Nursery proves its worth

Rattlerow Farms’ farrowing house manager, Jamie Brown (left) and unit manager, Adrian Scarfe, in the nursery where pigs are thriving. It has improved returns by over £79,000.
Rattlerow Farms’ farrowing house manager, Jamie Brown (left) and unit manager, Adrian Scarfe, in the nursery where pigs are thriving. It has improved returns by over £79,000.

In 12 months a purpose-built piglet nursery on a Suffolk farm has saved enough piglets to improve returns by over £79,000.

When Rattlerow Farms installed the portable container-style nursery on their 600-sow commercial unit at Hill House Farm, Stradbroke, they estimated that it would enable them to rear around 700 extra pigs annually.

In fact, this prediction was almost spot-on. Agrosoft records show that average numbers born alive from the prolific Whiteland sows has been remarkably consistent at between 13.5 and 13.7 over three years. However, since delivery of the nursery, designed and built by Quality Equipment, mortality has fallen dramatically with a proportional rise in numbers reared.

“We are rearing an extra half-a-pig per litter — 693 pigs over the recording period,” said unit manager Adrian Scarfe. “Within the first three months numbers weaned increased from 11.5-11.7 to 12.3 pigs per litter. It has made farrowing house management easier and improved welfare for both sows and piglets.”

Even at today’s low prices, Adrian calculates that selling the extra pigs at 84kg deadweight for £1.37 per kg would result in a gross return of £79,750.

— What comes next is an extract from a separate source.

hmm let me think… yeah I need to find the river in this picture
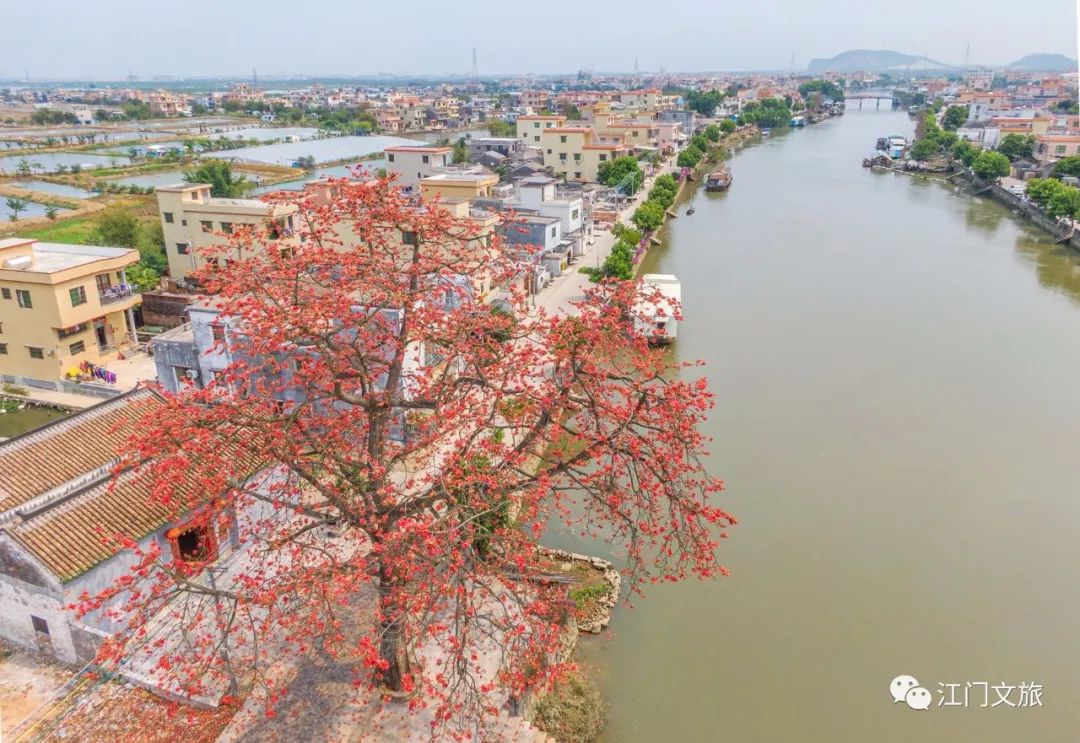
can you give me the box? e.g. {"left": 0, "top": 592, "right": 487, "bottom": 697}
{"left": 549, "top": 106, "right": 1080, "bottom": 741}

Sows are farrowed in batches of 80 every three weeks and farrowing house manager, Jamie Brown, weans litters of heavier piglets early to enable the sows to foster-rear smaller pigs. This is normally done at 8-10 days, but they have been successful in rearing pigs as early as five days.

Transition Feeders within the nursery enable the pigs to be given warm milk initially, then a variety of specialist diets, both wet and dry, as they grow. A trial compared the post weaning performance of piglets from the farrowing house against piglets reared through the nursery, recording their weights at weaning age of 28 days and then again 13 days later. Although the piglets from the nursery were initially lighter than the average from the farrowing house, during the trial period they gained 1.66kg more and finished heavier at 11.54kg, compared with 11.11 kg from the farrowing house, an increase of 128g DLWG per pig across 980 pigs.

The nursery is environmentally controlled and Jamie has found that the optimum temperature at weaning is 32oC reducing by 1oC for five days. He is also using two rooms for early weaning and one room for piglets that need a bit of cosseting before moving to the farm’s normal weaner accommodation.